Die entscheidenden Gefechte in der Anfangsphase der Kämpfe des Fortsetzungskriegs Ende Juli und Anfang August 1944 fanden in einem 40 Kilometer breiten und 30 Kilometer tiefen Gebiet rund um und hinter dem Fluss Suojoki statt. Dieses Gebiet bildete, entlang der heutigen Grenze gemessen, den zentralen Abschnitt der Ilomantsi-Front.
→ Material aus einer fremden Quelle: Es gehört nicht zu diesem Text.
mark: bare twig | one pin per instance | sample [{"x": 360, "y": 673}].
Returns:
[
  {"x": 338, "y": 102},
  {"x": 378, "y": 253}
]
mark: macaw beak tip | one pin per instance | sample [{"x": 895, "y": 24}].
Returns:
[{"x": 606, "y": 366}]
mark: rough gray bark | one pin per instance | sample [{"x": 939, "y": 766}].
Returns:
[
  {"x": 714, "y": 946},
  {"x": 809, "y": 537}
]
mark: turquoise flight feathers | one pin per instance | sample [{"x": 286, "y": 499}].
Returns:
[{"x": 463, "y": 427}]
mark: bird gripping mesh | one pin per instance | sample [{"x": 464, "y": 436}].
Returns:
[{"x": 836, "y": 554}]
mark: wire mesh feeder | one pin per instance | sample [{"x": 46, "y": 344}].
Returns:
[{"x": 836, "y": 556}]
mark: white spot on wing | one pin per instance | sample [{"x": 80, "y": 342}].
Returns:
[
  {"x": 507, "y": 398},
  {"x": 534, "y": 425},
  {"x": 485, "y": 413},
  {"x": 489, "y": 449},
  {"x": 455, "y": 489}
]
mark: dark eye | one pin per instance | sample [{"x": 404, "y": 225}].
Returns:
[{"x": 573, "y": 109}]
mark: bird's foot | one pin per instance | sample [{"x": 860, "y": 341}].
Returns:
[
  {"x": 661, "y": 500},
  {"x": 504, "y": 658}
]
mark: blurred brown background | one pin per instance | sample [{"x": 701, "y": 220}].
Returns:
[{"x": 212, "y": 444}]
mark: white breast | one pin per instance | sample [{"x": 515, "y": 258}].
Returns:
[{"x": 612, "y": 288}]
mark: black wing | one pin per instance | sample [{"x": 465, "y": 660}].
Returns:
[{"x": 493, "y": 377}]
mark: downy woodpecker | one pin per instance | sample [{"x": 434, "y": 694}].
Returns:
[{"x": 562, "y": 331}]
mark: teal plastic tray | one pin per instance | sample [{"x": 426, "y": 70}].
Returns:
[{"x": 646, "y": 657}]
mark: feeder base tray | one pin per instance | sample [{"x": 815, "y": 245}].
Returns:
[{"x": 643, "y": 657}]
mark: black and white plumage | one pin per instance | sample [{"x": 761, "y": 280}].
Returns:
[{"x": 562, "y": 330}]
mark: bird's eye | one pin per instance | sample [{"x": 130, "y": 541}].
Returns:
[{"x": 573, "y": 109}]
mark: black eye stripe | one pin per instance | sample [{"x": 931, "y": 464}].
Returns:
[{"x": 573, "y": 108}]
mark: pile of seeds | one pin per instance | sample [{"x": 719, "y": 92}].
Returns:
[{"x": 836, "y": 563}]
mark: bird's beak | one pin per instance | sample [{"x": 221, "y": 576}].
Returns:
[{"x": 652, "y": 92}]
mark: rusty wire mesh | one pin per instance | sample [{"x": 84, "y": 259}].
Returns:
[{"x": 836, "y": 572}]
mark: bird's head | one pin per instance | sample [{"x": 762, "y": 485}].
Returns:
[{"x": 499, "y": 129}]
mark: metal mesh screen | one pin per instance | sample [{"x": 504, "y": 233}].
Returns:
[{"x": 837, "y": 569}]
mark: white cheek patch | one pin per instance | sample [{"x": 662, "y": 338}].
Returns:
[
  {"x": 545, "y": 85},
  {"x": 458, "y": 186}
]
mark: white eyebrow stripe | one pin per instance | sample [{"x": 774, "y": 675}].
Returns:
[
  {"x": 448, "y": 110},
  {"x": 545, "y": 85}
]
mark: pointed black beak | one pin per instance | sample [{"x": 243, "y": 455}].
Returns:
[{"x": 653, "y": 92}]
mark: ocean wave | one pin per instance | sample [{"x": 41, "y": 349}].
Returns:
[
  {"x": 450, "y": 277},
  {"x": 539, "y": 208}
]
Am letzten Tag des Juli 1944 begann das 1. Jägerbataillon, von der Umgebung der Brücke aus in Richtung Ruukinpohja vorzustoßen, flankiert vom 6. Jägerbataillon, das sich in geringer Entfernung südlich davon befand.
Die finnische Luftwaffe unterstützte die Kampfhandlungen auf verschiedene Weise. Der nächstgelegene Jagdfliegerplatz befand sich in Värtsilä, das später im Herbst 1944 an die Sowjetunion abgetreten wurde. Der wichtigste Bomberstützpunkt während des Krieges befand sich in Onttola bei Joensuu.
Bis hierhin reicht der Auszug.